Pour prévenir l’AVC, le Dr Alioune B. Thiam recommande de cibler certaines causes comme l’HTA, la toxicomanie, l’alcoolisme et le tabagisme. «Pour les patients sous traitement anti coagulant et antiagrégant visant à fluidifier leur sang, un suivi régulier est nécessaire pour guetter un éventuel surdosage. Les malformations vasculaires telles que les anévrysmes ne se révèlent malheureusement que lorsqu’elles saignent. Il est assez rare de les diagnostiquer non rompus», fait-il savoir.

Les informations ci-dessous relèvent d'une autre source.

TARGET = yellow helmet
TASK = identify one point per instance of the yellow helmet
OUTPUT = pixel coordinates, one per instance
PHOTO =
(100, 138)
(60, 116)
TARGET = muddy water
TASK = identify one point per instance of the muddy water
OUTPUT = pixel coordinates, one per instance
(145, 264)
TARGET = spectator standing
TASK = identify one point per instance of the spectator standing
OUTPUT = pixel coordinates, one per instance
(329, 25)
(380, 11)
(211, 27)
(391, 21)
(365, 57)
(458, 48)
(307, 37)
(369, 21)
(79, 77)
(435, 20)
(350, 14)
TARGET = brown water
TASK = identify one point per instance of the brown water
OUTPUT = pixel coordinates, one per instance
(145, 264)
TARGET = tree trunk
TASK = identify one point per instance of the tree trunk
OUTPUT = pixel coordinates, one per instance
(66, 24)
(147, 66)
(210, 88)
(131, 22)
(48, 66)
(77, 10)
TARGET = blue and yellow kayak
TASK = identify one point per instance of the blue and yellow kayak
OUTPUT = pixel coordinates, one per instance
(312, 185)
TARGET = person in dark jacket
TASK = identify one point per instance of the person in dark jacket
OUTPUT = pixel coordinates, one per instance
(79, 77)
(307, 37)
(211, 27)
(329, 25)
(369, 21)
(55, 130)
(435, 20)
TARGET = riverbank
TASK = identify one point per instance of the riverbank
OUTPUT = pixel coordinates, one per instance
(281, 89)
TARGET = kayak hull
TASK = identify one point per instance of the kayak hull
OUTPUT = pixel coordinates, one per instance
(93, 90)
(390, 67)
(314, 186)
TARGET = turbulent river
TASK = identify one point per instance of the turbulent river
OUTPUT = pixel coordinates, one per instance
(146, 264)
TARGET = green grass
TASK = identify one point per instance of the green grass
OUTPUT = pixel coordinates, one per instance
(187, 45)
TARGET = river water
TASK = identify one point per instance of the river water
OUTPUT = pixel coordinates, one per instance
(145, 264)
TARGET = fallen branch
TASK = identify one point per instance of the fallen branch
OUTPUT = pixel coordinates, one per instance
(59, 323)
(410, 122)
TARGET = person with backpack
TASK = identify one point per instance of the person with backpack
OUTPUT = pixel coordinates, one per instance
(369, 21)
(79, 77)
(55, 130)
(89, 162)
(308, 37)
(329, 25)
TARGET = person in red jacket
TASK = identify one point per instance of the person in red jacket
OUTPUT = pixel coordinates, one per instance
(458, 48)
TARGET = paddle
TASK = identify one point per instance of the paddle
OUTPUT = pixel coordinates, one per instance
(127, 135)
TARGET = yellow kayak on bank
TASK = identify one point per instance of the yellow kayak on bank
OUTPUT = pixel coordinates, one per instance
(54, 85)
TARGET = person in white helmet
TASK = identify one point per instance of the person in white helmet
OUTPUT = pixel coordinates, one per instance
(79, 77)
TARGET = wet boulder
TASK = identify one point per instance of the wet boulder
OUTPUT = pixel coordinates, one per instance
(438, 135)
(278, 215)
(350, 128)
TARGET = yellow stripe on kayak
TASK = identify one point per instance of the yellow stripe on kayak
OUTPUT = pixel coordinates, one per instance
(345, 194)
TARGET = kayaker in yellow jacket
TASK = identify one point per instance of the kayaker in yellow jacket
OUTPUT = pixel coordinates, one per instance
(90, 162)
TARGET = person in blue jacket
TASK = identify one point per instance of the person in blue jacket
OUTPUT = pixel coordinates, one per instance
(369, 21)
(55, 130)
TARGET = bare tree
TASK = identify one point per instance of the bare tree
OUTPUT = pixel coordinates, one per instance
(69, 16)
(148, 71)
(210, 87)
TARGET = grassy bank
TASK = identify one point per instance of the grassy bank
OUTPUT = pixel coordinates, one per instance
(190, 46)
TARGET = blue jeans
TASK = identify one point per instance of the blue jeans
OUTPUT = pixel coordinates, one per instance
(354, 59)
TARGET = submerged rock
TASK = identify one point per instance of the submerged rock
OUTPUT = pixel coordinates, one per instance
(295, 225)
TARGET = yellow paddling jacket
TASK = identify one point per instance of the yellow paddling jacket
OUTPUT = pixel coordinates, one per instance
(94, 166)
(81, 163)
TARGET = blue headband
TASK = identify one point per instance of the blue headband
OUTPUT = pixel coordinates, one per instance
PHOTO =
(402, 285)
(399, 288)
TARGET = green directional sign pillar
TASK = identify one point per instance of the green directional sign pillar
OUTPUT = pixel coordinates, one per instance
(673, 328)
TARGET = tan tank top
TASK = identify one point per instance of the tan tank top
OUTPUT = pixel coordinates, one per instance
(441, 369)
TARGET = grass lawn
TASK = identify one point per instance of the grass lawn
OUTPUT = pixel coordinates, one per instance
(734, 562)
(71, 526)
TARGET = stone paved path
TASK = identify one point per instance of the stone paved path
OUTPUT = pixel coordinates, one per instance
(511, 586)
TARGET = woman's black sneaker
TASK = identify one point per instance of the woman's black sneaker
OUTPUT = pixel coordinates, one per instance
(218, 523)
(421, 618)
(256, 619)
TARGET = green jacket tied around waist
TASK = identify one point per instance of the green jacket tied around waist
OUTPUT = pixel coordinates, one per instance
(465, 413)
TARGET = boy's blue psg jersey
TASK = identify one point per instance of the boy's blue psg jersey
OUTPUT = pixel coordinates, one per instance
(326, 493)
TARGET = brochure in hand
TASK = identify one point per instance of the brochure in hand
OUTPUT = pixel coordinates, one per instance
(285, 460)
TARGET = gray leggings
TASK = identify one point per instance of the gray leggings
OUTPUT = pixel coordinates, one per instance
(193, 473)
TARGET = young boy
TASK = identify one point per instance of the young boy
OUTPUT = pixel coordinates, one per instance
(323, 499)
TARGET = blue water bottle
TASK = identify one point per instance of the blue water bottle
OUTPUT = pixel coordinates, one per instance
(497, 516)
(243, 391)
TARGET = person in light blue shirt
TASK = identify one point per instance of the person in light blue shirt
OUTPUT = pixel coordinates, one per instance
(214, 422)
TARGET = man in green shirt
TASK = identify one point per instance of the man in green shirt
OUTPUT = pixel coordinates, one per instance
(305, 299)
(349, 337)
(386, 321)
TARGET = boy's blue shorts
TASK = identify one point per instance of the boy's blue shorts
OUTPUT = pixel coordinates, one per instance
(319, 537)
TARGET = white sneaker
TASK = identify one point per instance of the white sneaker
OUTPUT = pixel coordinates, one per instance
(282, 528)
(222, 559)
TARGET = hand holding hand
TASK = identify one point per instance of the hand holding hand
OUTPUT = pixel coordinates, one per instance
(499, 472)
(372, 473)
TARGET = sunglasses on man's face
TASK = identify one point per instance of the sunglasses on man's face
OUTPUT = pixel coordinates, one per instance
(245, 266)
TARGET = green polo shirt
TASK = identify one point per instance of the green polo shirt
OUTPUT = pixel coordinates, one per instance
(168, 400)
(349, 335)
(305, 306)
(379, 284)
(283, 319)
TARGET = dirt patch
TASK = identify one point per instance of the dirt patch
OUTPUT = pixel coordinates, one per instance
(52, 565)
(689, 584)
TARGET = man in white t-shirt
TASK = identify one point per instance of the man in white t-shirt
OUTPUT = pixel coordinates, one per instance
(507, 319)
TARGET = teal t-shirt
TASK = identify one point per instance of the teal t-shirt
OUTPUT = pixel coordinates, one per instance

Le Dr Ngor Side Diagne, lui, préconise la prise en charge de façon précoce des facteurs de risque cardiovasculaire. «Il faut un traitement adapté et régulière de l’hypertension artérielle, une prise en charge d’un diabète, et d’une hypercholestérolémie. Il faut arrêter de fumer, manger moins gras, moins sucré, moins salé et bouger (pratique sportive)»,.

Recommandations

Le Dr Alioune Badara Thiam indique que les AVC sont des urgences vitales et peuvent engendrer des séquelles motrices et intellectuelles avec un handicap important. «Le diagnostic doit être précoce en s’aidant de l’imagerie comme le scanneur ou l’IRM. Une prise en charge adaptée nécessite un avis spécialisé quant à une indication chirurgicale. Il importe d’insister sur les moyens préventifs de certaines causes comme l’HTA qui est soit un facteur causal soit un facteur déclenchant, l’alcoolo-tabagisme», dit-il. Son collègue, le Dr Ngor Side Diagne, recommande de manger moins gras, moins salé, moins sucré et demande aux population de bouger (pratiquer du sport) et d’arrêter de fumer. «Pour les patients présentant des facteurs de risque cardiovasculaire, il faut une prise régulière des médicaments antihypertenseur, antidiabétique et hypocholestérolémiant», explique-t-il. Il demande aussi le respect des rendez-vous de suivi, car ils permettent de déceler l’inefficacité thérapeutique et d’ajuster les traitements.